The legislation, which was introduced by Democrats at 9:45 p.m. on Monday night, would allow drilling in select areas on the coast outside of a 50-mile boundary offshore if individual states agree to allow it.
 
House Speaker Nancy Pelosi (D-Calif.) said the bill is a bipartisan energy package designed to chart a new national course.  
 
“It’s part of a bipartisan compromise,” said Pelosi at an afternoon press conference at the Capitol on Tuesday. “The choice on the floor today is the status quo or a chance to take our country into a new direction.”
 
But many Republicans say that the bill is not bipartisan and that it contains a long list of “flaws” that preclude its ability to provide the nation with more oil. 

They claim that states will not agree to drill if they are not offered greater incentives in the form of revenue sharing.

They claim the bill does not include language that would discourage lawsuits from environmental groups that would mire drilling in legal battles for years.

They claim that up to 80 percent of offshore oil lies within the 50-mile boundary that the bill excludes from possible drilling.
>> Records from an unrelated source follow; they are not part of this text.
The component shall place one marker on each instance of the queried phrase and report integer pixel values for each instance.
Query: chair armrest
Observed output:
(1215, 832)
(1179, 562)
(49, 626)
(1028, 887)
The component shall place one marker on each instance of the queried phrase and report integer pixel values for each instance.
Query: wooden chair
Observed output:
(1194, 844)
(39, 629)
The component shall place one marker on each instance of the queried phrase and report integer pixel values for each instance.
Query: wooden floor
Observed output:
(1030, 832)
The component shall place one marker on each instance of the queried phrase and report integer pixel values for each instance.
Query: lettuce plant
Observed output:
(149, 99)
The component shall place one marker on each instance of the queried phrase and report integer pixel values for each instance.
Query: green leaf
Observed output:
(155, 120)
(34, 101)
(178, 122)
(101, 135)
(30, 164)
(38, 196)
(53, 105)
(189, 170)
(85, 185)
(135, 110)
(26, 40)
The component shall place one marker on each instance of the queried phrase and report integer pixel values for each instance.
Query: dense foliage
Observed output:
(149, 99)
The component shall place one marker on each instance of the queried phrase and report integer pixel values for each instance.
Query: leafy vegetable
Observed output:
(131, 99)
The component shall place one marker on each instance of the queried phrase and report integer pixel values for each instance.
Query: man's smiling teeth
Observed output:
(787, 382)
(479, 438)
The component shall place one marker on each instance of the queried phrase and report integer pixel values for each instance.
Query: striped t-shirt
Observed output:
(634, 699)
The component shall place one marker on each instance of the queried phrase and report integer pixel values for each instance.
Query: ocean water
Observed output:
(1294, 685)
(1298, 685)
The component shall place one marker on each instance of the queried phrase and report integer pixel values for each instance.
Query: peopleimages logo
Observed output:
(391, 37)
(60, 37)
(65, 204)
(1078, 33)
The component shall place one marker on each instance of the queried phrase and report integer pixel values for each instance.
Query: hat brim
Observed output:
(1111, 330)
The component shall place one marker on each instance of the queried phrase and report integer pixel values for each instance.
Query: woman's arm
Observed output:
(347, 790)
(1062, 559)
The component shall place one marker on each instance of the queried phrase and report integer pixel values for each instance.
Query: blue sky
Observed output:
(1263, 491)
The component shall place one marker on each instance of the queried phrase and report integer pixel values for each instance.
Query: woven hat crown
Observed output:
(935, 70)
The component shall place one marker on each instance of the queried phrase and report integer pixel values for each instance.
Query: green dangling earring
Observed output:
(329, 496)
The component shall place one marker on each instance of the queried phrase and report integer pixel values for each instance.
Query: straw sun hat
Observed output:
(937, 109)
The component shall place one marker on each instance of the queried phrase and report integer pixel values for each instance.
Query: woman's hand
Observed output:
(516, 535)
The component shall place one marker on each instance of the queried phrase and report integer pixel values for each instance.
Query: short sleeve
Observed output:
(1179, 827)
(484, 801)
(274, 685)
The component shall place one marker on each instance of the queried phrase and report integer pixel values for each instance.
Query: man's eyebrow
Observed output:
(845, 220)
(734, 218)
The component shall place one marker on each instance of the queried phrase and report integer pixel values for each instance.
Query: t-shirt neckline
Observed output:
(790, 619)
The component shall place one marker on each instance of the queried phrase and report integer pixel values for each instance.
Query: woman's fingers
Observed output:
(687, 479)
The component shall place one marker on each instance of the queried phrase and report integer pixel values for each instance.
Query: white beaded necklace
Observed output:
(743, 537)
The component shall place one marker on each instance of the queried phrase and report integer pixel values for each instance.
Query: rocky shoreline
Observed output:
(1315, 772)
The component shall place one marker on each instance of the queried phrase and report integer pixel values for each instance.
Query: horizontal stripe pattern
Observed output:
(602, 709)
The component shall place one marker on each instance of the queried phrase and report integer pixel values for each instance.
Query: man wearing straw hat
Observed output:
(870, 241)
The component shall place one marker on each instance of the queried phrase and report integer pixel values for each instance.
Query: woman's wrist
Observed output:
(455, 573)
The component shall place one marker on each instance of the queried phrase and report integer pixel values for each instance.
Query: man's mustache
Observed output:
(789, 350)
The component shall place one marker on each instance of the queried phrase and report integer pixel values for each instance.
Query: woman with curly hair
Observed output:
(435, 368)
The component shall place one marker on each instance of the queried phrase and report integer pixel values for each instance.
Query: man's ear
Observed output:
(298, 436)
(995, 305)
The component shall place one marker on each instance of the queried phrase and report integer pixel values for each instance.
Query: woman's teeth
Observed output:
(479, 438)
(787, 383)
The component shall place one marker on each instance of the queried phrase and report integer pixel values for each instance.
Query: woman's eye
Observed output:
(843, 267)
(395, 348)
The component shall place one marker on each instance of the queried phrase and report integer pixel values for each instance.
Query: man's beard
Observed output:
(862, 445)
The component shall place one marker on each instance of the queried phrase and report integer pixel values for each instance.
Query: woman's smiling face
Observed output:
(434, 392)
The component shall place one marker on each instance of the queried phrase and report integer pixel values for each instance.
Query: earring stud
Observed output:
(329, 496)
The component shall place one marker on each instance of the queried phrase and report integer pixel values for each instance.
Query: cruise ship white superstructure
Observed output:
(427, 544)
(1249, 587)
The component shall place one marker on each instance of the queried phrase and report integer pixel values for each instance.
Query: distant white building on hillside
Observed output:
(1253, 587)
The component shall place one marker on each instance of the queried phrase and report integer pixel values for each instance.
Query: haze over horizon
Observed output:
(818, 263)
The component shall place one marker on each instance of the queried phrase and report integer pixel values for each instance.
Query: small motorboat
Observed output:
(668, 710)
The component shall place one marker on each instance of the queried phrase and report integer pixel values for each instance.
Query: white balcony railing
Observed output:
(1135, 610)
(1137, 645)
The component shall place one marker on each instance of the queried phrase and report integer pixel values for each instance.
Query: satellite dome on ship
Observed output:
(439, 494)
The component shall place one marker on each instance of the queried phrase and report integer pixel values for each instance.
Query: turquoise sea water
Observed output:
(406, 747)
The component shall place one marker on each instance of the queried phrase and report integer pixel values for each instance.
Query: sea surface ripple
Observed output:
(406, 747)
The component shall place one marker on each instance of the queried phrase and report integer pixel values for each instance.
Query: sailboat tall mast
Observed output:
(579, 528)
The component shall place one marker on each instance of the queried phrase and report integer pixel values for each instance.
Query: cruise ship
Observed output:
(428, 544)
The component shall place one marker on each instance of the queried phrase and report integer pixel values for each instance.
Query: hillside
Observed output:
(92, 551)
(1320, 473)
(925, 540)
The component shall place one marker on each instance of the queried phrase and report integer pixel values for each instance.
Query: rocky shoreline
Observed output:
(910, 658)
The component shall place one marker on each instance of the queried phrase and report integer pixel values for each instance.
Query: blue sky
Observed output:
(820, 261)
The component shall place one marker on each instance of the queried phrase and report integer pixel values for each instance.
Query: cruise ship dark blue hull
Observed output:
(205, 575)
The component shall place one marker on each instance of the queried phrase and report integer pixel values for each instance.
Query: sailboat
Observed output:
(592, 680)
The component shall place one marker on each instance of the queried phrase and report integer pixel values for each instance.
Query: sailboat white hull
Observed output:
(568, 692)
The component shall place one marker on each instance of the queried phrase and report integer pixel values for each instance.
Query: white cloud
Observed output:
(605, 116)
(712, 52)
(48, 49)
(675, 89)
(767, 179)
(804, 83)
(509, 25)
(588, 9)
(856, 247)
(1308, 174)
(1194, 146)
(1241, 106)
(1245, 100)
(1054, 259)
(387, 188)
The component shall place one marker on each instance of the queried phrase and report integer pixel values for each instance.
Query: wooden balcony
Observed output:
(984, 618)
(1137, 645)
“This bill won’t do a d—- thing about American energy,” exclaimed House Minority Leader John Boehner (R-Ohio) on the House floor Tuesday morning. 
 
But House Majority Leader Rep. Steny Hoyer (D-Md.) pitched the bill as a choice between drilling and not drilling.
 
“The Republicans said they wanted drilling and an all-of-the-above drilling package,” said Hoyer. “Today on the floor, we have a bill that substantially expands drilling opportunities and includes renewable conservation investment. Today we find out whether the Republicans are interested in producing oil or campaign slogans.”
 
Pelosi added that, if the Republicans are not satisfied with what the bill offers, it is because they want to continue to do the “dance of big oil” on the House floor.

All original CNSNews.com material, copyright 1998-2008 Cybercast News Service. Reprinted here with permission from CNSNews. Visit the website at CNSNews.com.



Background

NOTE:
On Friday, August 1, 2008 as Congress adjourned for the remainder of the summer, as many as forty Republicans stayed in the chamber to protest the House Democrat leadership's decision to leave for the August recess without first permitting a vote on increased American energy production. With no cameras on and the microphones and lights off, Republicans took turns demanding a special session of Congress to address high gas prices.